25 March 2024


Cwmcowddu, a mixed farm located in Llangadog, North Carmarthenshire and run by Sian, Aled and Rhodri Davies, is part of the Farming Connect ‘Our Farms’ initiative. 

As part of this initiative, Cwmcowddu in collaboration with Dr. Delana Davies, Farming Connect Cross Sector Manager, identified an opportunity to improve profitability. While milk production had increased, feed costs were high. To address this, they embarked on a project to evaluate and improve feed efficiency.

The project focused on balancing the forages available with appropriate concentrate feeds and creating a precisely formulated Total Mixed Ration (TMR) for milking cows. Grass silage formed the base of the TMR, supplemented with maize silage, a protein blend, and parlour concentrates.

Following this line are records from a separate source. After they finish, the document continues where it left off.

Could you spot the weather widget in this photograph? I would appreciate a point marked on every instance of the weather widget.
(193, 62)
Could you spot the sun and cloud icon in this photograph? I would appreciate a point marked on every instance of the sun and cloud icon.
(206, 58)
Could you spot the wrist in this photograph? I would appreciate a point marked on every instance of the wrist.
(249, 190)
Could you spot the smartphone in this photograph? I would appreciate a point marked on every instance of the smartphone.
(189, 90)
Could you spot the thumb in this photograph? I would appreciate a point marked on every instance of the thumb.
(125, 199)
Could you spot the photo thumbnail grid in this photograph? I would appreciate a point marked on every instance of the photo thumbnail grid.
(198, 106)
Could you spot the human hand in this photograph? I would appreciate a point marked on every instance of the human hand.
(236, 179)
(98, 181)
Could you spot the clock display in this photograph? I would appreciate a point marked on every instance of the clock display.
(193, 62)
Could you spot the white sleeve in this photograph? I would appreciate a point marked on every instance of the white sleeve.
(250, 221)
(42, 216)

Blood tests on various cow groups revealed an important finding: dry cows were struggling with energy deficiencies. In response, the dry cow ration was adjusted to include better quality forage and additional dry cow rolls in the late pregnancy period.

The farm will monitor key performance indicators (KPIs) like milk yields, feed intake, and fertility to assess progress towards improved feed efficiency. Early signs are positive – fertility appears to have improved with the introduction of maize silage. However, to maintain milk production with the lower protein content of maize silage, a protein blend remains necessary. As a long-term solution, Cwmcowddu plans to grow red clover for silage, aiming to reduce reliance on purchased protein sources.

This project demonstrates the value of data-driven decision making in dairy farming. By analysing feed use and cow health, the Davies family at Cwmcowddu is taking steps to optimize feed efficiency, leading to a more profitable and sustainable dairy operation. This project aligns perfectly with the goals of the Farming Connect ‘Our Farms’ initiative by sharing valuable insights and contributing to advancements in Welsh dairy farming.

Dr. Delana Davies, Farming Connect Cross Sector Manager, emphasized the importance of blood metabolic testing and that by ensuring rations meet expectations leads to better outcomes whilst improving efficiency and lowering costs and carbon footprint.

“It is good practice to carry out blood metabolic testing once cows have settled on a least cost formulated ration at the beginning of the winter-feeding period.”

“Ensuring that the rations and cows are delivering as expected will give the best outcomes in terms of milk yield, milk quality, fertility and health, together with improving efficiency and lowering the costs and the carbon footprint of the milk produced.”